Krys berteriak menyadarkan Jaehyun yang tak henti-henti menyalahkan dirinya sendiri, Jaehyun bahkan berulang kali memukuli dirinya.
Nyonya Suh telah siuman, ketika mereka tiba di rumah sakit dan saat bertemu dengan dokter ia langsung jatuh pingsan kala mendengar kondisi buruk putranya. Johnny saat ini sedang melakukan operasi, semua orang menanti dengan penuh kecemasan.
“Johnny, nak bertahan..” isak Nyonya Suh yang tak kuasa melihat putra semata wayangnya terbaring di dalam ruang operasi.
Jaehyun berdiri, ia berjalan mendekati Nyonya Suh,
“Mom”
Nyonya Suh tanpa berbicara langsung menampar Jaehyun.
“PUAS KAMU, PUAS KAMU LIHAT ANAK SAYA HAMPIR MATI.” Kesal Nyonya Suh yang telah mengetahui kejadian yang sebenarnya.
“NYONYA SUH, KENAPA ANAKKU KAU TAMPAR.”
Geram Nyonya Jung yang tak menerima perlakuan Nyonya Suh kepada Jaehyun.
“Apa salah anakku Jaehyun, apa yang sudah dia lakukan padamu..”
Nyonya Suh memukul-mukul dada Jaehyun sambil terisak, dia menangis sejadi-jadinya.
Tak sanggup Nyonya Suh membayangkan perjuangan Johnny untuk menolong Jaehyun yang tengah mengalami kesulitan saat itu, Nyonya Suh jatuh tersungkur. Kakinya lemas, ia tak sanggup berdiri, Nyonya Jung sendiri kini berdiri di samping Jaehyun untuk memberikan perlindungan.
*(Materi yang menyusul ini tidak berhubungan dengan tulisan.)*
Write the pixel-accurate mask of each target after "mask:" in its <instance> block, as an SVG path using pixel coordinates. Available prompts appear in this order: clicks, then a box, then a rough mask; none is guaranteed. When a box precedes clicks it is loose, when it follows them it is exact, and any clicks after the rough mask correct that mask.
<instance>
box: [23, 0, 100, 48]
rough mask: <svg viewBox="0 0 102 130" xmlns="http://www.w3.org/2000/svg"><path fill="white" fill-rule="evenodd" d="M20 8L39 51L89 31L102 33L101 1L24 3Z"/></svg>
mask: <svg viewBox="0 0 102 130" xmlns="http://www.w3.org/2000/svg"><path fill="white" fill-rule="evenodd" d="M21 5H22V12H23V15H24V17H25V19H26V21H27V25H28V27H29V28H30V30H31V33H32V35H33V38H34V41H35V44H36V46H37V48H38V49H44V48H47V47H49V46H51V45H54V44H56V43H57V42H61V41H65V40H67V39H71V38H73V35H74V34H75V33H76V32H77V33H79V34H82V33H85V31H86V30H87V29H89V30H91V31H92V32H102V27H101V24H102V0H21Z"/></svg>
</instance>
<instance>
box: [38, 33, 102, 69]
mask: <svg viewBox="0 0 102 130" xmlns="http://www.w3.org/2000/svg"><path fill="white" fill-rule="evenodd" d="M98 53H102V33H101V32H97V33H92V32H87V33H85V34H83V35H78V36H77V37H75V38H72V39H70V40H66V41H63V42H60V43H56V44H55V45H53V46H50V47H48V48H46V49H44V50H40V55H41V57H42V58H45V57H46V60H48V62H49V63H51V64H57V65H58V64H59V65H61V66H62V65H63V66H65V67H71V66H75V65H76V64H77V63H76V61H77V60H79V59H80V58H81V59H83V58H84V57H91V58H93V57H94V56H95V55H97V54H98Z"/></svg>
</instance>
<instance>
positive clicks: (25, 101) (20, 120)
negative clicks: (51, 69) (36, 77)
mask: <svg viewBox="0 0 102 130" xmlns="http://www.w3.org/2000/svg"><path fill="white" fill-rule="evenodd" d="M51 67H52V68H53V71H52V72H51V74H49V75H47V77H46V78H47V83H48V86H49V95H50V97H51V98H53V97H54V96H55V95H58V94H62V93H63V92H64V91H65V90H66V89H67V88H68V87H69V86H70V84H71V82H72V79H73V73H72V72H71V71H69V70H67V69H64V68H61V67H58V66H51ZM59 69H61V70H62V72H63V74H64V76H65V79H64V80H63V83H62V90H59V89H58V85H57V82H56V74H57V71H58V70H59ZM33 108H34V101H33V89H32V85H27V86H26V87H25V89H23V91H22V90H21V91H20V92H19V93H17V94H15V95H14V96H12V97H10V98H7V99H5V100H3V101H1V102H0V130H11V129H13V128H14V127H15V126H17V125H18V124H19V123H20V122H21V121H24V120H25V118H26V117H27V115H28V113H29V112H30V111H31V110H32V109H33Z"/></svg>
“Maaf, aku minta ma-ma-aaf..” Jaehyun sama terisak.
“Sayang bangun, ayo berdiri. Johnny nggak suka lihat kamu nangis. Anak kamu paling benci lihat kamu sedih. Trust me, putra kita bakalan baik-baik aja. Johnny kita kuat, ayo sayang..”
Tuan Suh berusaha menguatkan istrinya, walau sebenarnya di hati kecilnya ia juga sama takutnya kehilangan anak semata wayang mereka.
Nyony Jung memeluk Jaehyun, Jaehyun menangis sejadi-jadinya di dalam pelukan sang ibu.
“MA, JAE PEMBUNUH. MA JAE PANTAS DI HUKUM MA.” Jaehyun terisak.
Krys tak mampu menyembunyikan kesedihannya, dia tak sanggup melihat Jaehyun menangis terus-terusan. Ia merasa kesakitan juga,
“KAMU BUKAN PEMBUNUH, KAMU ANAK BAIK. INGAT ITU, INI KECELAKAAN KAMU NGGAK SALAH..”
Nyonya Jung menyadarkan Jaehyun, kalau ini semua murni kecelakaan. Jaehyun bukanlah seorang pembunuh, meski keegoisan sesaat menjadikan Johnny sebagai korban.
“Ma”
“JAEHYUN, SAYANG BUKA MATAMU NAK, MAS. JAEHYUN PINGSAN..”
Nyonya Jung berteriak memanggil suaminya yang sedang berbicara sebentar dengan Tuan Suh, Tuan Jung lari memanggil suster untuk meminta bantuan.
“Mr. Suh, saya minta maaf atas kekacauan yang terjadi hari ini.”
“Aku mengerti, pergilah. Urus Jaehyun dulu, biar aku menunggu operasinya disini..”
Tuan Jung, Nyonya Jung dan Krys pergi melihat kondisi Jaehyun. sedangkan Tuan Suh dan Nyonya Suh masih menunggu kabar dari dalam ruang operasi.